QOTD: No Funding Crisis for Euro Banks

One of the more insidious aspects to the current Euro crisis (and there are so many) has been the ease with which rumors can be reported or repeated as fact.  This is typical panic-mode behavior and the only weapon to combat it with is data and fact.

Last night I posted an admirable TV appearance by the CEO of SocGen who opened up about his true exposure in the face of innuendo that his bank was about to fail.  And now we get some reality on the money markets situation that I brought to light yesterday from the International Finance Review.  Here’s HSBC’s Elie El Hayek on the stress in that market:

“Clearly there are some issues on dollar funding for certain banks, but we do not see this getting out of control like in 2008. Central banks have tools to ease conditions if it starts to get tricky,” said Elie El Hayek, global head of rates at HSBC. “The ECB offers dollar at 100bp above fed funds at the moment, and they can lower that level if need be.
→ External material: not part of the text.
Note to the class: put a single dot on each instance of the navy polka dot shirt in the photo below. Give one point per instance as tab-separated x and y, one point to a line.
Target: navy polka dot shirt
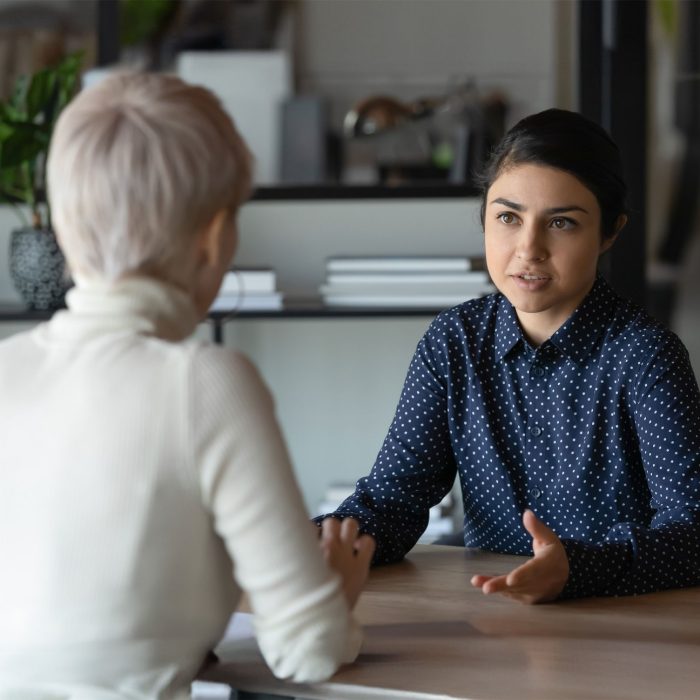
597	431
You can pledge any collateral to get those dollars, so banks can theoretically access practically unlimited funding in dollars.”

So yes, there is clearly some stress there, but we are certainly not talking about a “freeze-out” or “non-existent” funding or anything like that.  Hopefully this can be avoided and we can contain the pain to the equity side. The key here for Europe will be to maintain liquidity, should they lose control of that we’ll be into a new phase that is best discussed by Chief Global Strategist types.